Les Stuyck (à noël) c’est maintenant 12 personnes :

1) Le père ; l’artiste.

2) la belle-mère ; la femme la plus douce et, à la fois, la plus sportive du monde.

3) Le frère ; qui est maintenant aussi père et l’homme à tout faire dont je vous parlais dans un précédent billet.

4) sa copine, la belle sœur ; qui aime les animaux.

5) Le frère ; un écolo célibataire qui ressemble à Boom Desjardins, je le répète, seulement physiquement, et, avec qui, je suis allée au Mexique dernièrement.

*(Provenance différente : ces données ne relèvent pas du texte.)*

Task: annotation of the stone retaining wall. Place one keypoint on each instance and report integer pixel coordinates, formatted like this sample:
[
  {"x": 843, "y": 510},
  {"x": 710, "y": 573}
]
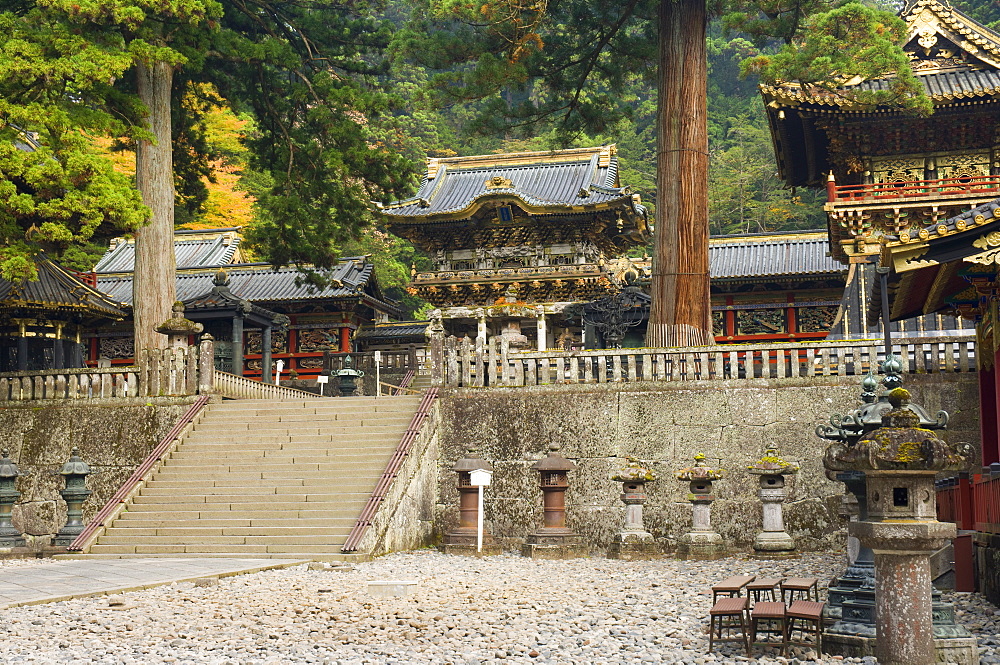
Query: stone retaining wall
[
  {"x": 114, "y": 437},
  {"x": 598, "y": 426}
]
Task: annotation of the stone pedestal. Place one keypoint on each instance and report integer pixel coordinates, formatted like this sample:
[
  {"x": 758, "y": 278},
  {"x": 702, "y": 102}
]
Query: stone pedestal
[
  {"x": 895, "y": 616},
  {"x": 701, "y": 542},
  {"x": 771, "y": 470},
  {"x": 633, "y": 541},
  {"x": 465, "y": 538},
  {"x": 554, "y": 540}
]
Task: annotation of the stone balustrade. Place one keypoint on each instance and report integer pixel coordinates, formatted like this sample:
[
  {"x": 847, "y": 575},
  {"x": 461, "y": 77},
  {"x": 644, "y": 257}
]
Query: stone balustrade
[{"x": 470, "y": 363}]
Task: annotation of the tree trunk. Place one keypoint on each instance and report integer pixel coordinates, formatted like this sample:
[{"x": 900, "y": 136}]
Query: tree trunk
[
  {"x": 681, "y": 309},
  {"x": 153, "y": 286}
]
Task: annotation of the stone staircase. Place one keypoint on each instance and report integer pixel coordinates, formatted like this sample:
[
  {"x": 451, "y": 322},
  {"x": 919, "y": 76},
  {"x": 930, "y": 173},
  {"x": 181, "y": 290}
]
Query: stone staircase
[{"x": 265, "y": 479}]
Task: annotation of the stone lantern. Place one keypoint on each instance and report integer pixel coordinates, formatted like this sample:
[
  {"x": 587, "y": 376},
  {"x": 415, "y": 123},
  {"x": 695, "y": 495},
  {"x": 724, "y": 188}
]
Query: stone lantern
[
  {"x": 463, "y": 539},
  {"x": 900, "y": 460},
  {"x": 852, "y": 595},
  {"x": 702, "y": 542},
  {"x": 553, "y": 540},
  {"x": 9, "y": 536},
  {"x": 771, "y": 470},
  {"x": 75, "y": 471},
  {"x": 177, "y": 328},
  {"x": 348, "y": 378},
  {"x": 633, "y": 541}
]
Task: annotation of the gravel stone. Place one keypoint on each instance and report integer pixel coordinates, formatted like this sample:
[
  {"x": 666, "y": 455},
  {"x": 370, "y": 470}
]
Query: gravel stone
[{"x": 463, "y": 610}]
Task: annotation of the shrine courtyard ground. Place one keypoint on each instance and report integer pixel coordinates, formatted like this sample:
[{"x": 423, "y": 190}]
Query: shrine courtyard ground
[{"x": 504, "y": 609}]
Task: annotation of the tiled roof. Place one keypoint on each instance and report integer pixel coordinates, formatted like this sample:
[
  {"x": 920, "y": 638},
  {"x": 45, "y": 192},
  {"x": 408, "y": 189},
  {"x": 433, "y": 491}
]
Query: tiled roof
[
  {"x": 390, "y": 331},
  {"x": 762, "y": 255},
  {"x": 192, "y": 249},
  {"x": 257, "y": 282},
  {"x": 561, "y": 179},
  {"x": 57, "y": 287}
]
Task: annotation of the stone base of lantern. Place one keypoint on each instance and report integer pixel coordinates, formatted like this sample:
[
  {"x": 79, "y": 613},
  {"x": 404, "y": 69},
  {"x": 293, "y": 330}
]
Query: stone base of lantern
[
  {"x": 463, "y": 541},
  {"x": 701, "y": 545},
  {"x": 771, "y": 543},
  {"x": 960, "y": 650},
  {"x": 554, "y": 544},
  {"x": 634, "y": 546}
]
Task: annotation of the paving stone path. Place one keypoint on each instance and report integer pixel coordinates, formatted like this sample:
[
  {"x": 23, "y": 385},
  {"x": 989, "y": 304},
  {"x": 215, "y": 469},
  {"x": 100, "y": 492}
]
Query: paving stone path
[{"x": 495, "y": 610}]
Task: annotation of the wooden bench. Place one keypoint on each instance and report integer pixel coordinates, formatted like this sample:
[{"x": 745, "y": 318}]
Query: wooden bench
[
  {"x": 764, "y": 588},
  {"x": 731, "y": 586},
  {"x": 727, "y": 615},
  {"x": 769, "y": 619},
  {"x": 805, "y": 617},
  {"x": 800, "y": 588}
]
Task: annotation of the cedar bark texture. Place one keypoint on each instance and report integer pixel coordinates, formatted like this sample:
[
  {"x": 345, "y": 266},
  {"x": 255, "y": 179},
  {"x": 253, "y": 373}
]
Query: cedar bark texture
[
  {"x": 681, "y": 313},
  {"x": 153, "y": 287}
]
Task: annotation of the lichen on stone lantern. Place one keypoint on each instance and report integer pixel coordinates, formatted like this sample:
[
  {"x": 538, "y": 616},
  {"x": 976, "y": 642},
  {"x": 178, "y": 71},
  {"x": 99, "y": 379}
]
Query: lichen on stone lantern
[
  {"x": 899, "y": 461},
  {"x": 633, "y": 541},
  {"x": 771, "y": 470},
  {"x": 702, "y": 541},
  {"x": 177, "y": 328}
]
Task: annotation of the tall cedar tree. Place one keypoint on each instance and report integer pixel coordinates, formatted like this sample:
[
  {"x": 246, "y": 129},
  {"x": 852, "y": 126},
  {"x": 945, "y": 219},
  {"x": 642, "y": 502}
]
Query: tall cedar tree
[
  {"x": 575, "y": 63},
  {"x": 120, "y": 68}
]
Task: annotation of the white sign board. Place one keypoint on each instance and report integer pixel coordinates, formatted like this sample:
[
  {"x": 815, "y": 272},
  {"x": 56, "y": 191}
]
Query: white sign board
[{"x": 480, "y": 478}]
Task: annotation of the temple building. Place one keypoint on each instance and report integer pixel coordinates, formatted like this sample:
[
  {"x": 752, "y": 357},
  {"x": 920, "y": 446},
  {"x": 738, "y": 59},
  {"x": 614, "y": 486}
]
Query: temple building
[
  {"x": 517, "y": 239},
  {"x": 887, "y": 171},
  {"x": 242, "y": 304},
  {"x": 43, "y": 323}
]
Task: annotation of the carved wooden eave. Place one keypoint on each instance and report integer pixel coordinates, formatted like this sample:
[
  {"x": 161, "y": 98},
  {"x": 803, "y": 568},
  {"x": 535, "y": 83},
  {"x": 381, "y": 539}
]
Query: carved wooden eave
[{"x": 931, "y": 266}]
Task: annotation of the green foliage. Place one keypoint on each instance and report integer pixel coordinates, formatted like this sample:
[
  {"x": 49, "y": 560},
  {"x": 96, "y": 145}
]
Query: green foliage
[{"x": 847, "y": 44}]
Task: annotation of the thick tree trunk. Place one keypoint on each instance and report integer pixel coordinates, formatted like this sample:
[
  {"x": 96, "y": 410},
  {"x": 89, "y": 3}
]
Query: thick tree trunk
[
  {"x": 681, "y": 313},
  {"x": 153, "y": 287}
]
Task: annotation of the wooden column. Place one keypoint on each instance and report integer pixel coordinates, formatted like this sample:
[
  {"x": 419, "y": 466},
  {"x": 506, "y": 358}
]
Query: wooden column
[
  {"x": 238, "y": 345},
  {"x": 681, "y": 311},
  {"x": 265, "y": 355}
]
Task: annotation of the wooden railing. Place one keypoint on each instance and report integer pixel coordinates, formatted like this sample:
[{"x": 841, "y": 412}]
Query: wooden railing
[
  {"x": 240, "y": 387},
  {"x": 494, "y": 364},
  {"x": 964, "y": 185},
  {"x": 114, "y": 506},
  {"x": 391, "y": 470}
]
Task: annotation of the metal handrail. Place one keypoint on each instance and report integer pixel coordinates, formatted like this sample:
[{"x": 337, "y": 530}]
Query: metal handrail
[
  {"x": 110, "y": 509},
  {"x": 391, "y": 469}
]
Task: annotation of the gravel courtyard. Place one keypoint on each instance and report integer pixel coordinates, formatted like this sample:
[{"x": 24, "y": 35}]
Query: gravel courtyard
[{"x": 502, "y": 609}]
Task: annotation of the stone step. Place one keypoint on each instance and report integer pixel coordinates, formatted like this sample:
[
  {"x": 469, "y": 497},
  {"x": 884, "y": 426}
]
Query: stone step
[
  {"x": 329, "y": 540},
  {"x": 203, "y": 490},
  {"x": 263, "y": 435},
  {"x": 294, "y": 477},
  {"x": 234, "y": 534},
  {"x": 162, "y": 505},
  {"x": 329, "y": 468},
  {"x": 361, "y": 442},
  {"x": 274, "y": 495},
  {"x": 360, "y": 419},
  {"x": 276, "y": 459},
  {"x": 252, "y": 512},
  {"x": 250, "y": 551},
  {"x": 348, "y": 518}
]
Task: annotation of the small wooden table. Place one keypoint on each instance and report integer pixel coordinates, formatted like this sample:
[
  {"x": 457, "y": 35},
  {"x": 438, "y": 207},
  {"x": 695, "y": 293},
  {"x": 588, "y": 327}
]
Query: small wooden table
[
  {"x": 768, "y": 618},
  {"x": 800, "y": 588},
  {"x": 806, "y": 618},
  {"x": 764, "y": 588},
  {"x": 731, "y": 586},
  {"x": 727, "y": 616}
]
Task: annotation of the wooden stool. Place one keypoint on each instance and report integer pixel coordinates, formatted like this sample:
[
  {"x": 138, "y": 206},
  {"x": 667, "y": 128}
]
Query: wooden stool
[
  {"x": 768, "y": 618},
  {"x": 800, "y": 588},
  {"x": 727, "y": 615},
  {"x": 806, "y": 617},
  {"x": 764, "y": 588},
  {"x": 731, "y": 586}
]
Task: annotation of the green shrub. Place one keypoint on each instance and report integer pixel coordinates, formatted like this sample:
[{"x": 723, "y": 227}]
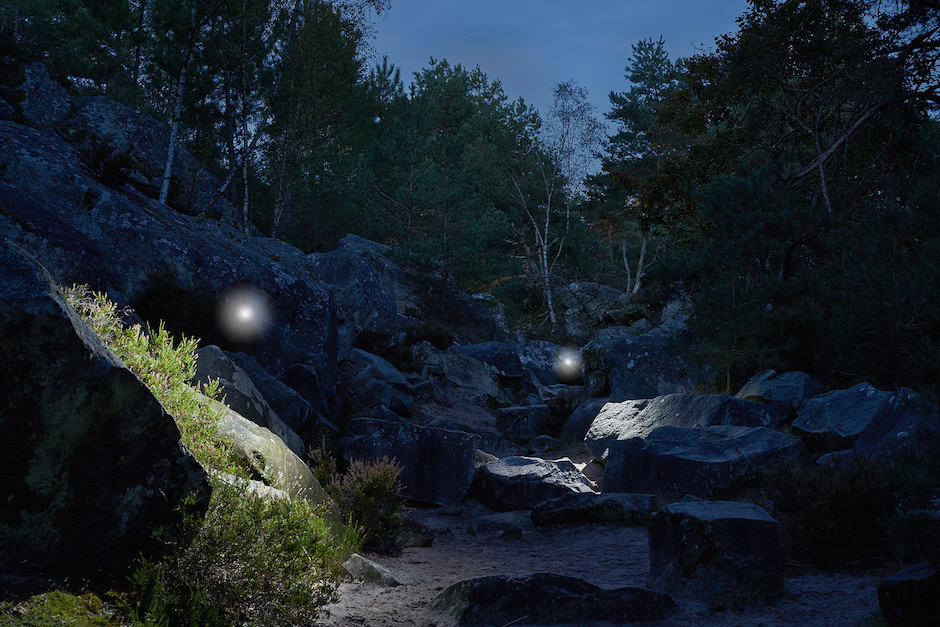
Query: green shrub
[
  {"x": 250, "y": 558},
  {"x": 254, "y": 560},
  {"x": 834, "y": 517},
  {"x": 368, "y": 496},
  {"x": 58, "y": 608},
  {"x": 167, "y": 370}
]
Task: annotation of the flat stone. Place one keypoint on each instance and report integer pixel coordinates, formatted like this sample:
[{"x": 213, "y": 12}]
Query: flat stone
[
  {"x": 523, "y": 482},
  {"x": 545, "y": 599},
  {"x": 696, "y": 461},
  {"x": 708, "y": 548}
]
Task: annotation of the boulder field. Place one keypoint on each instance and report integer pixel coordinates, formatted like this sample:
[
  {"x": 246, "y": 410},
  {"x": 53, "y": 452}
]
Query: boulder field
[{"x": 92, "y": 463}]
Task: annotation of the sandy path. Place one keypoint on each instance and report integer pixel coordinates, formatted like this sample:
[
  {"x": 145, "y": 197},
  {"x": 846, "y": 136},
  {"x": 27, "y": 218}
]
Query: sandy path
[{"x": 606, "y": 555}]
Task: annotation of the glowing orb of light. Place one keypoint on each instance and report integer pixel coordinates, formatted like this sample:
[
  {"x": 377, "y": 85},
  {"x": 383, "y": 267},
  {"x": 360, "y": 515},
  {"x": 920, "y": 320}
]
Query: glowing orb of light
[
  {"x": 244, "y": 314},
  {"x": 568, "y": 363}
]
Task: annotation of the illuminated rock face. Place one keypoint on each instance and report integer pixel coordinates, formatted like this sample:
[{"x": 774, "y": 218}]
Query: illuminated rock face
[
  {"x": 524, "y": 482},
  {"x": 91, "y": 462}
]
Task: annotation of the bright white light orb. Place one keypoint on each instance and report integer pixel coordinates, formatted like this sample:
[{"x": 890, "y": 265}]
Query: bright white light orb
[
  {"x": 568, "y": 363},
  {"x": 244, "y": 314}
]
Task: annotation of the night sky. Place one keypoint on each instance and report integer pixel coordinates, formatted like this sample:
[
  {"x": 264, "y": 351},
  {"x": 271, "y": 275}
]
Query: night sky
[{"x": 530, "y": 45}]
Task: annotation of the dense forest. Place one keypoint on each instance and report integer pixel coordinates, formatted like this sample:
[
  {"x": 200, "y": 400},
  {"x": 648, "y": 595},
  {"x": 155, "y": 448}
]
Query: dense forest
[{"x": 785, "y": 182}]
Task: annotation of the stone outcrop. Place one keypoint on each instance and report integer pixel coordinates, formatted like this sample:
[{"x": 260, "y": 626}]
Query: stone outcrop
[
  {"x": 521, "y": 424},
  {"x": 695, "y": 461},
  {"x": 865, "y": 418},
  {"x": 638, "y": 418},
  {"x": 782, "y": 393},
  {"x": 91, "y": 462},
  {"x": 241, "y": 394},
  {"x": 271, "y": 460},
  {"x": 370, "y": 572},
  {"x": 94, "y": 220},
  {"x": 911, "y": 596},
  {"x": 580, "y": 508},
  {"x": 645, "y": 366},
  {"x": 545, "y": 599},
  {"x": 437, "y": 464},
  {"x": 580, "y": 420},
  {"x": 709, "y": 548},
  {"x": 523, "y": 482}
]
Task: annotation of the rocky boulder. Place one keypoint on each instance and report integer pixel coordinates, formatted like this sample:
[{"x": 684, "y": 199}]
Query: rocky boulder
[
  {"x": 147, "y": 255},
  {"x": 437, "y": 464},
  {"x": 864, "y": 417},
  {"x": 709, "y": 548},
  {"x": 290, "y": 406},
  {"x": 524, "y": 482},
  {"x": 644, "y": 366},
  {"x": 362, "y": 281},
  {"x": 782, "y": 393},
  {"x": 911, "y": 596},
  {"x": 241, "y": 394},
  {"x": 540, "y": 358},
  {"x": 501, "y": 357},
  {"x": 458, "y": 368},
  {"x": 91, "y": 462},
  {"x": 272, "y": 461},
  {"x": 521, "y": 424},
  {"x": 637, "y": 418},
  {"x": 581, "y": 419},
  {"x": 584, "y": 508},
  {"x": 695, "y": 461},
  {"x": 512, "y": 524},
  {"x": 545, "y": 599}
]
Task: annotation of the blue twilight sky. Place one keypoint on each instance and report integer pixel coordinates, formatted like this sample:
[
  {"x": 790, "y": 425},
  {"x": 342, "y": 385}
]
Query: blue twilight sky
[{"x": 530, "y": 45}]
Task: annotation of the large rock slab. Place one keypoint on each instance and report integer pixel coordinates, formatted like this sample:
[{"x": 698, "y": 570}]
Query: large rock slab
[
  {"x": 521, "y": 424},
  {"x": 241, "y": 394},
  {"x": 523, "y": 482},
  {"x": 580, "y": 420},
  {"x": 782, "y": 393},
  {"x": 695, "y": 461},
  {"x": 437, "y": 464},
  {"x": 709, "y": 548},
  {"x": 296, "y": 412},
  {"x": 92, "y": 464},
  {"x": 584, "y": 508},
  {"x": 273, "y": 461},
  {"x": 362, "y": 281},
  {"x": 637, "y": 419},
  {"x": 545, "y": 599},
  {"x": 146, "y": 253},
  {"x": 458, "y": 368},
  {"x": 645, "y": 366},
  {"x": 501, "y": 357},
  {"x": 862, "y": 417}
]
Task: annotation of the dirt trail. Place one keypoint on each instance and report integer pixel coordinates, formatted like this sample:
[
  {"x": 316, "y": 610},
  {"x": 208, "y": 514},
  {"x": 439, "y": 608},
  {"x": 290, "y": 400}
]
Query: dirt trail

6) La filleule ; la plus belle des petites filles rousses… je m’amuse à l’appeler Rousse.

7) La nièce ; la princesse qui veut se faire appeler Rose (elle m’a vraiment dit ça)… parce que c’est sa couleur préférée.

8) La cousine ; que j’ai longtemps considéré comme étant ma tante simplement parce qu’elle était plus vieille que moi.

9) sa blonde, la belle cousine ; une excellente cuisinière et une anglophone qui a connue l’Irak en pleine guerre !

10) Le cousin ; qui a l’air de rien, mais qui est ‘percé’ des mamelons aux couilles… aucune exagération.

11) sa copine, la belle cousine ; une anglophone maniaque des rats et qui semble aussi prendre part aux joies que semblent lui procurer le percing..

Et moi 12)

. . . Tricot décousu, mais tellement de son temps !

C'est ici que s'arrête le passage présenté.